"You get attached to a neighborhood you live in," she tells The Saturday Early Show. "New York neighborhoods have many layers. You have parts of a neighborhood that are new and others that are 100 years old. Nolita has many such layers."
For the Second Cup Café, she performs a few selections from her album.
Even though the 31-year-old folk-pop songstress grew up in Europe she was drawn to live in New York City.
"New York City is overwhelming," she says. "It's great city for rootless people. In some ways, I am rootless."
From Blue Note Records, "Nolita" follows her well-received U.S. debut album, "Not Going Anywhere," with another intimate collection of quietly sung lyrical songs in English and in French paying homage to New York, her adopted home where she spent much of last year.
Her new album opens with "Que n'ai-je" ("What Don't I Have?"), a tune about a woman who is being stalked, "either by someone she loved in the past or by who she herself was 20 years ago.
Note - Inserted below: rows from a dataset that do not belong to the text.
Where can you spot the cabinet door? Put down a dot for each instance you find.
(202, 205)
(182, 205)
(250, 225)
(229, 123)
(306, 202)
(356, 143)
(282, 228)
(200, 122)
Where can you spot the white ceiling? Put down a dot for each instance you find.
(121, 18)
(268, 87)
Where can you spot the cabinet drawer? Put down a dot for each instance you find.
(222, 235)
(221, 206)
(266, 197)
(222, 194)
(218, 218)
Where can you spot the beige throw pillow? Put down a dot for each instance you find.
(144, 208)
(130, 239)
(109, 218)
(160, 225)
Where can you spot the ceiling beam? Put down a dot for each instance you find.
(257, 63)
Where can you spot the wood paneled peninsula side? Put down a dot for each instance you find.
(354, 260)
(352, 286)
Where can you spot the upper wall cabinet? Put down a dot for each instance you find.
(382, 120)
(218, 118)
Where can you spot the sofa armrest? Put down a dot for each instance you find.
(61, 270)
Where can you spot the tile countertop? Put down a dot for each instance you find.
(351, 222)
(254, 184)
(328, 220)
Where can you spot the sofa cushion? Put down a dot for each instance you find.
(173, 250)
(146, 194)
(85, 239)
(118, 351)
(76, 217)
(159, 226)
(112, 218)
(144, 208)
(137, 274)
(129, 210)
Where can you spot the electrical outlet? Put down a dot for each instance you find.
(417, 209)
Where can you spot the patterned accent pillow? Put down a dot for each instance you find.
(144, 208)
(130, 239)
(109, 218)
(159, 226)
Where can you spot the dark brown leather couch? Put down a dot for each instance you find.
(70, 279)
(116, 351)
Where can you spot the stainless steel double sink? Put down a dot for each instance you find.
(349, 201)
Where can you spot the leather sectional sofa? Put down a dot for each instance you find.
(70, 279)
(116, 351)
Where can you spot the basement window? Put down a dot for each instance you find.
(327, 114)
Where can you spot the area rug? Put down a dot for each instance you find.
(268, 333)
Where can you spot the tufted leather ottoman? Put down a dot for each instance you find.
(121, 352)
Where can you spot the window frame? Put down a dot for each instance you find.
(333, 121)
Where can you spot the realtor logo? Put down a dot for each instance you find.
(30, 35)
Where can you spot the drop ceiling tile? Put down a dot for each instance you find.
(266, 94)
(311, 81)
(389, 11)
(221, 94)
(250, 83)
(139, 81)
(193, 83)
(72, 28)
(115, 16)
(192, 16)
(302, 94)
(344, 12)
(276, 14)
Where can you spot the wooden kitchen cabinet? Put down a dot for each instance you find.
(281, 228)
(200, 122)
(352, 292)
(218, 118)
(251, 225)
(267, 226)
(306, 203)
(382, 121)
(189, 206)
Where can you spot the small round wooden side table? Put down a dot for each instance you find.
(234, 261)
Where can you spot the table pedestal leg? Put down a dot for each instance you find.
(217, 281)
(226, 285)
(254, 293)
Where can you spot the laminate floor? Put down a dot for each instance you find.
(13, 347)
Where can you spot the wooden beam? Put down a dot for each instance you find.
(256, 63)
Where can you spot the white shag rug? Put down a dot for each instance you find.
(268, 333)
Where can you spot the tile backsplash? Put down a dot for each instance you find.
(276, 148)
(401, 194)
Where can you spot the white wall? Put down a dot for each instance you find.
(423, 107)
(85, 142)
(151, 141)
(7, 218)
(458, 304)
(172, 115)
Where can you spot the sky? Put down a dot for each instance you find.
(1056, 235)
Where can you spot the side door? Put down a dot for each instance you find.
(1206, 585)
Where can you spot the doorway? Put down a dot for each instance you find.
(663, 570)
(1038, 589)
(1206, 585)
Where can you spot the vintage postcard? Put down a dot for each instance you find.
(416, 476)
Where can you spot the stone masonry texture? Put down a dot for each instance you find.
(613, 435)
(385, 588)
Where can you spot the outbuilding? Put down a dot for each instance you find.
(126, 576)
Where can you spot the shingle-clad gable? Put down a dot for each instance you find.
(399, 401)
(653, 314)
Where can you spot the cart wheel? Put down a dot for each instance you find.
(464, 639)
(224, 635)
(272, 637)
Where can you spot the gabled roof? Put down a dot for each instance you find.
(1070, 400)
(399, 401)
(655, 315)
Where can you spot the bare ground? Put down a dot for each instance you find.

The song is about that fantasy where people want to erase all the evidence of their existence," she explains.
The English-language numbers include, "Chelsea Burns" with a country tinge (violin, mandolin and harmonica); the optimistic pop melody, "Roses & Hips," with its sweet sense of longing; "For You and I," a collaboration with longtime writing partner Bardi Johansson (of Icelandic pop band Bang Gang, and Keren Ann's side project band "Lady & Bird"); and the end piece, "Song Of Alice," in which actor/film director Sean Gullette gives a dramatic narration of a Keren Ann story about a disturbed resident of 23rd Street in Chelsea.